Citizen Editorial: Green Diamond- Not Your Father’s Timber Company

Ah, Green Diamond, the very words conjure up a vision of unfettered access to thickly treed forests, abundant wildlife and graveled logging roads just begging to be hiked. But there’s another side to this bucolic setting, one of locked gates, costly permits and privileged entrance; and that is the road our largest tree farmer has chosen to travel.

On November 11, Green Diamond (AKA Simpson) rolled out a new, “Recreation Access Permit Program”. Starting January 1, hunters, hikers, horse riders and people in motorized vehicles will have to pony up between $75 and $250 for an annual permit that allows them access to 23,000 acres of Green Diamond land in the Cloquallum/Goldsborough area.

And what amenities do these fees buy? According to Green Diamond’s press release, “A higher quality recreation experience for a smaller number of users.” Great, less access to recreational opportunities for people who can least afford it. What’s wrong with this picture?

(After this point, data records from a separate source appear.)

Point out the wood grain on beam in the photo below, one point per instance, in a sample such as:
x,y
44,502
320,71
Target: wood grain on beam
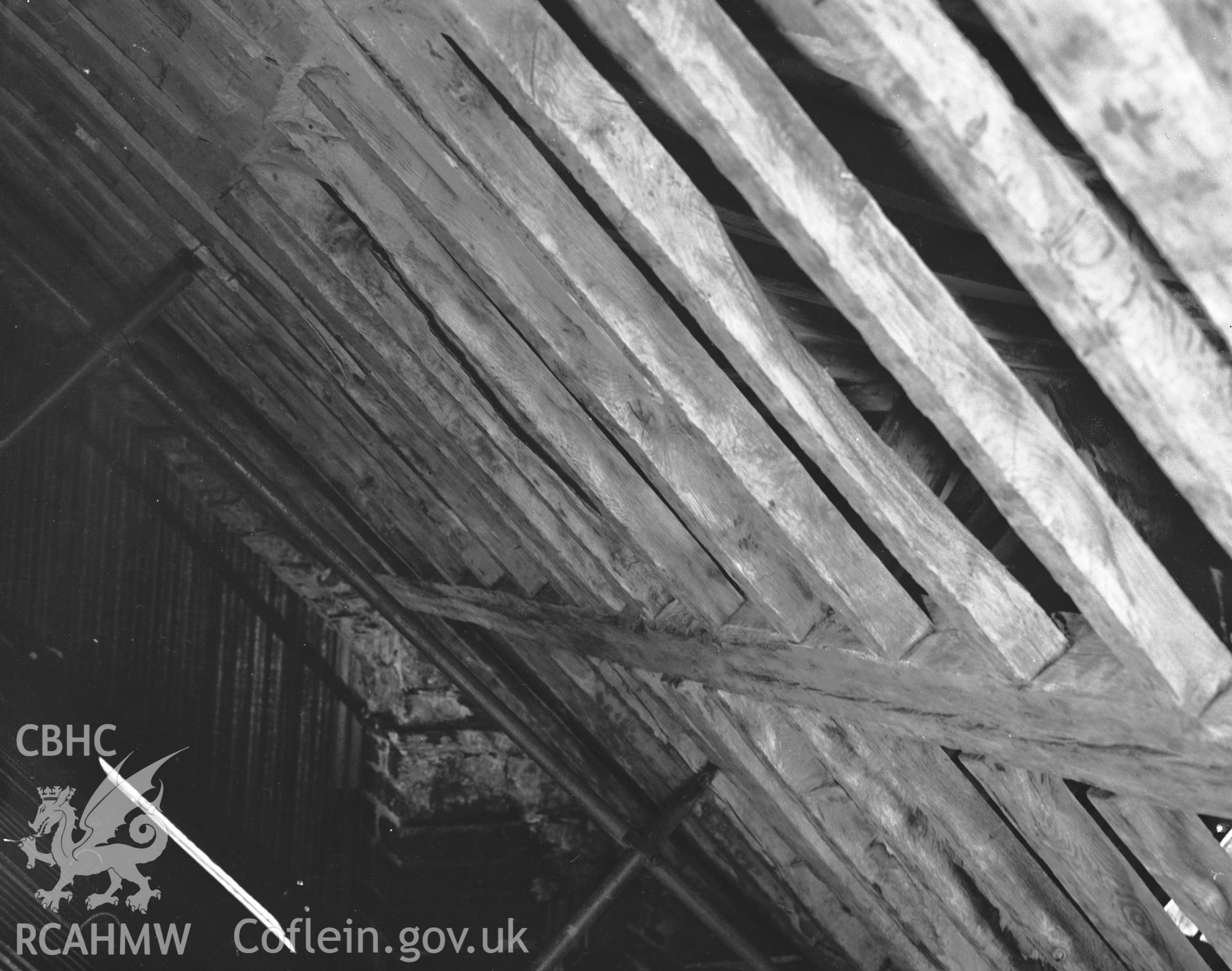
x,y
321,252
644,191
1136,82
615,704
585,307
1146,353
1182,854
933,815
1092,870
1083,719
694,60
527,388
290,391
914,925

It bears mentioning that Simpson/Green Diamond assets measure in the billions of dollars, including 187,000 acres of designated forest land in Mason County, 330,000 acres in Washington State and 400,000 acres in Northern California. Due to some very generous legislation, property taxes on timberlands in Washington are assessed at less than 10% of market value. As a result, taxes on Green Diamond lands account for less than $300,000 of the $73.5M in property taxes enjoyed by the rest of us.

So, how is it a company that owns nearly 20% of the land in Mason County and pays less than 4% of the property taxes thinks it’s okay to charge people to walk or ride on their property? The short answer is, because they can.

Not to stray too far off topic, but the sooner Mason County lets go of the old relationship it had with the Simpson Lumber Company the sooner it will wake up to the new relationship it has with Green Diamond. And rezoning, the selling of development rights, and now, requiring people to purchase permits to access their lands is only the beginning.

Let’s face it, this is not your father’s timber company.